In the end, it was the caucus states, where such strong-arm tactics were employed by Obama supporters, which finally gave Obama the victory. As Dr. Long points out, the only caucus in the entire nominating contest that Obama lost was Nevada. In every other caucus, Obama prevailed.
But far, far different results came from state primaries that relied only upon one-person-one-vote counting and a secret ballot. Dr. Long’s analysis showed wide discrepancies between margins of victory in caucus versus primary states, and summarized thusly:
At the end of the Democratic primary, one-hundred twenty-three pledged delegates separated Senator Barack Obama and Senator Hillary Clinton. Senator Obama’s campaign argued that the superdelegates should follow the lead of pledged delegates; otherwise they would be stealing the election from Obama. Originally designed to select the most electable candidate if neither candidate received the majority of delegates on pledged delegates alone, the superdelegates could vote for either candidate. Afraid of disenfranchising the large African-American base, they committed to Obama. Since Clinton won the majority of the popular vote, and eight of the ten largest states, and almost all the swing states, she was clearly the most electable.

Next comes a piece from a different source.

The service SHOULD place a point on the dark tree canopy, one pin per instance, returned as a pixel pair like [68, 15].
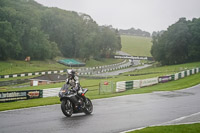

Of course, the bottom line for disaffected Democrats may be partly sour grapes over their own candidate’s loss. But in speaking with Dr. Long and several other lifelong, loyal Democrats who now plan to vote for the McCain-Palin ticket, the dissatisfaction seems to be much more than sour grapes, racism, or any of the other charges being bandied about at the moment.
If Barack Obama indeed loses this election, in what is unquestionably a perfect-storm year for Democrats, then the party ought to quit looking solely outside themselves for the blame and start engaging in some soul-searching introspection.
And Hillary Clinton can, at the very least, tell Howard Dean, Nancy Pelosi, and every other Democrat insider: “I told you so, didn’t I?”